AVUKATTAN İLGİNÇ SÖZLER Duruşmada daha sonra söz alan Mediha
Yıldırım ve Cemile Akdaş'ın avukatı Abdurrahman Sarıoğlu, ''Kim
Selefi ise El-Kaide'dir'' diye bir anlayışın olduğunu öne sürerek,
DGM'de bu konuyla ilgili çıkan bazı kararlarda da ''Selefiler''in,
''Ceyşullah'' örgütü mensubu olarak gösterildiğini, yani bu
olaylara yüzeysel bakıldığını bildirdi. Bir kitaptan
''Selefilerle'' ilgili bölümler okuyan Sarıoğlu, ''Selefiliği
mahkum etmek, İslamı mahkum etmek anlamına gelecektir'' dedi.

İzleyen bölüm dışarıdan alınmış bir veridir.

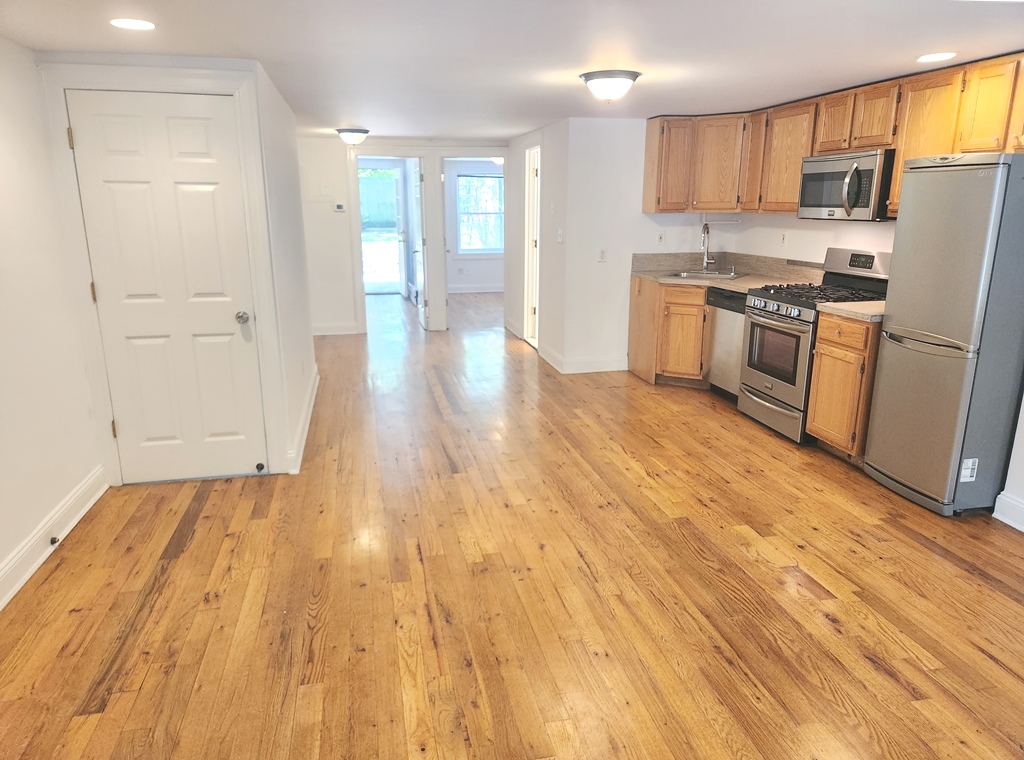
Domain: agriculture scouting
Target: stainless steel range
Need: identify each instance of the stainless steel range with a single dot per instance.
(778, 335)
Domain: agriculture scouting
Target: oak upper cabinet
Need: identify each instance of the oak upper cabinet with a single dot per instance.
(835, 117)
(668, 165)
(1015, 135)
(985, 106)
(927, 120)
(875, 116)
(752, 160)
(718, 146)
(680, 349)
(790, 137)
(845, 351)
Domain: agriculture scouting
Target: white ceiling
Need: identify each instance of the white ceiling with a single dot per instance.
(494, 69)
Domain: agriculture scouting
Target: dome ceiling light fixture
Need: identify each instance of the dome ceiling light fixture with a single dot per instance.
(610, 84)
(352, 136)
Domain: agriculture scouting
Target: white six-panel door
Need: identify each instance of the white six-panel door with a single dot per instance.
(161, 185)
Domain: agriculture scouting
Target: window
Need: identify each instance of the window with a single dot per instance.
(481, 214)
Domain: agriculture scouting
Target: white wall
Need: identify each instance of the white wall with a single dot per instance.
(468, 273)
(335, 293)
(288, 255)
(1010, 504)
(51, 466)
(806, 240)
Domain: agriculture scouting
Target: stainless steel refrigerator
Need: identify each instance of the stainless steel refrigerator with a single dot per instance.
(947, 389)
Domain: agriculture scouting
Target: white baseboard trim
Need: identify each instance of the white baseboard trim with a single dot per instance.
(299, 445)
(26, 559)
(337, 328)
(1010, 509)
(476, 288)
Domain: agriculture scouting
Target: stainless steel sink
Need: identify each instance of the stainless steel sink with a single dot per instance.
(706, 275)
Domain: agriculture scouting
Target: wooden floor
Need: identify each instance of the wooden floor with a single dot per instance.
(482, 558)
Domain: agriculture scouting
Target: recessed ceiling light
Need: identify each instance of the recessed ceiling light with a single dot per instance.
(352, 136)
(136, 25)
(932, 57)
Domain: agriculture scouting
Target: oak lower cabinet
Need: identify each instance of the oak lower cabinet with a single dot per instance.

Sanıkların eyleminin, Türkiye'nin anayasal düzenini değiştirmeye
yönelik değil, ABD'ye bir tepki olduğunu savunan avukat Sarıoğlu,
''Irak'ın işgali, Yahudiler'in desteklenmesine bir tepkidir. Irak'a
asker gönderme kararı alınması nedeniyle AK Parti iktidarına
yapılmış bir tepkidir'' diye konuştu. TCK'nın 146/1. maddesine göre
El-Kaide yöneticileri ile bu olayları bizzat yapanların
yargılanması gerektiğini belirten Sarıoğlu, bunların dışında kalan
sanıkların ise olsa olsa TCK'nın 169. maddesinde düzenlenen
''yardım ve yataklık etmek'' suçundan yargılanabileceklerini
söyledi. Türkiye'de ''müslümanlar yargılanırken, onların
hanımlarının da gözaltına alındığını'' iddia eden Abdurrahman
Sarıoğlu, konuşmasını şöyle sürdürdü: ''Belki sözle, belki
hareketle namusa yönelik bir tehditle müslüman şüphelinin konuşması
sağlanır, Bu davada Habib Akdaş ile Gürcan Baç'ın hanımı, birtakım
şeyler ortaya çıkartılmak için gözaltına alındı, tutuklandı. Bu
kadınlar, eşleriyle birlikte Afganistan'a gittikleri için yasadışı
örgüte üyelikten yargılanıyorlar. Türk aile yapısına göre kadınlar,
eşleriyle birlikte hareket eder. Akdaş ve Baç, 'biz cihada
gidiyoruz' diyerek hanımlarını getirmemişlerdir. İslam'da kadınlara
cihat farz değildir. Bugüne kadar da El-Kaide'nin bayan bir
militanı olduğunu duymadım.'' Gürcan Baç'ın, eşi Mediha Yıldırım'a
içinde patlayıcı madde olduğu iddia edilen paket verdiğini anlatan
Sarıoğlu, Yıldırım'ın da bu pakette birtakım kablolar olduğunu
anladığını ve bu paketi Cemile Akdaş'a verdiğini belirtti. ''REHİNE
SANIK'' İDDİASI Yıldırım ve Akdaş'ın diğer avukatı İlhami Sayan da,
bu davada 48 tutuklu bulunduğunu, 2 kişinin ise ''rehine''
konumunda olduğunu iddia ederek, Yıldırım ve Akdaş'la birlikte
gözaltına alınan Ayşe Mallı, Hülya Kuncak ve Ceren Yiğit'in hukuki
durumlarının aynı olmasına rağmen serbest kaldıklarını anlattı.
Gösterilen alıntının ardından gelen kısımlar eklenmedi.